Le capitaine Guy Forget est né au Maroc. Et, à l'exception de Michaël Llodra, tous leurs joueurs à Vancouver ont établi résidence en Suisse.
POPULAIRE, LE JO-WIL!
Ne doutez jamais de la popularité de Jo-Wilfried Tsonga.
« J'atteins 200 000 fans (lire des amis) sur ma page Facebook depuis le week-end dernier », écrit-il sur son site personnel.
Il commente aussi sa nouvelle coiffure de style iroquois.
« J'avais besoin de nouveauté. Je fais méchant. Ce n'était pas le but, mais c'est tant mieux », ajoute-t-il.

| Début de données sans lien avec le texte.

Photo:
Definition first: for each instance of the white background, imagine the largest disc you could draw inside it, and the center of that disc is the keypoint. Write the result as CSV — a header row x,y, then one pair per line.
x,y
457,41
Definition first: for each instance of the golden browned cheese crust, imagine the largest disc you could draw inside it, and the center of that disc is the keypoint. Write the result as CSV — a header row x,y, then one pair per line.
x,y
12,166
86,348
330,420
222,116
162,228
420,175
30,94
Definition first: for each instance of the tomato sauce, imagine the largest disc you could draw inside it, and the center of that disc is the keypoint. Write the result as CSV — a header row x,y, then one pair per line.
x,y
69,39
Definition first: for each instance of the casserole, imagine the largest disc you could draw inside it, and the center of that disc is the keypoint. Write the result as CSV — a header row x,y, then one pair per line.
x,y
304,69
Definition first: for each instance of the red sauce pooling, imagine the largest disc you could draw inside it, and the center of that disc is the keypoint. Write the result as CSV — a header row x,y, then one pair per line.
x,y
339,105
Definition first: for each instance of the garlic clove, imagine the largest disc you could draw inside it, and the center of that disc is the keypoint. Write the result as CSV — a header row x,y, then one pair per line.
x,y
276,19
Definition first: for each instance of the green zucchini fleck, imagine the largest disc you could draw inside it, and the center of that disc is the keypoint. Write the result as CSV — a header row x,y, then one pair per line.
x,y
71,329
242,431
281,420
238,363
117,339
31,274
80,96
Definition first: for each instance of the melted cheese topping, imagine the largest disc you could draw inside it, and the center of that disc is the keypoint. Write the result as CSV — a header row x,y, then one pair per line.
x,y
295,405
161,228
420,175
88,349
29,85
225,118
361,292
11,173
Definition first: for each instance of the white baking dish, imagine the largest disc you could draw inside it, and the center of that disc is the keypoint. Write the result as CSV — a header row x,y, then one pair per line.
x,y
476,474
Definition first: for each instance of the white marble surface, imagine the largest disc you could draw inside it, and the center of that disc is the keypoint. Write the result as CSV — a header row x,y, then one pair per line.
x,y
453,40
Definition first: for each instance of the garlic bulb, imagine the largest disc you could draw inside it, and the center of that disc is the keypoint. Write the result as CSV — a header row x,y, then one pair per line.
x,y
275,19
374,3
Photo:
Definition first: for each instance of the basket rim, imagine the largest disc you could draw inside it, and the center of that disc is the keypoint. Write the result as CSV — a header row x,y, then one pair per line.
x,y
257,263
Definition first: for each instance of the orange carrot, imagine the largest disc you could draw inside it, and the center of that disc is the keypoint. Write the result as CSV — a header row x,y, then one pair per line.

RÉJEAN GENOIS SE SOUVIENT...
Les temps ont bien changé au tennis et c'est tant mieux.
Raquette numéro un du Canada en Coupe Davis de 1974 à 1983, Réjean Genois rappelait en entrevue avec Michel Desautels cette semaine à Radio-Canada que l'équipe de quatre joueurs avait reçu 1 000 $ pour le groupe afin de se loger et de se nourrir pendant deux semaines au Mexique, en 1976.
« Le budget était tellement serré que notre capitaine Don Fontana n'était arrivé que trois jours avant le début des rencontres », se souvient-il.
Bon prince, Genois est toutefois riche en souvenirs. On va s'en reparler plus longuement, c’est promis.
En attendant, sachez qu'il est toujours président « à vie » de la Fédé québécoise.
MARTIN LAURENDEAU... EN FAMILLE
Le capitaine canadien Martin Laurendeau reçoit de l'agréable visite cette semaine.
Il s'agit de ses parents, qu'il a invités pour les matchs.
« Il s'agit de leur première expérience en Coupe Davis. Et c'est mérité. Évidemment que je n'aurais jamais connu cette carrière sans leur appui », déclare celui qui compte plus de 25 ans de loyaux services au sein d’Équipe Canada, comme joueur d'abord, entraîneur par la suite avant de devenir capitaine.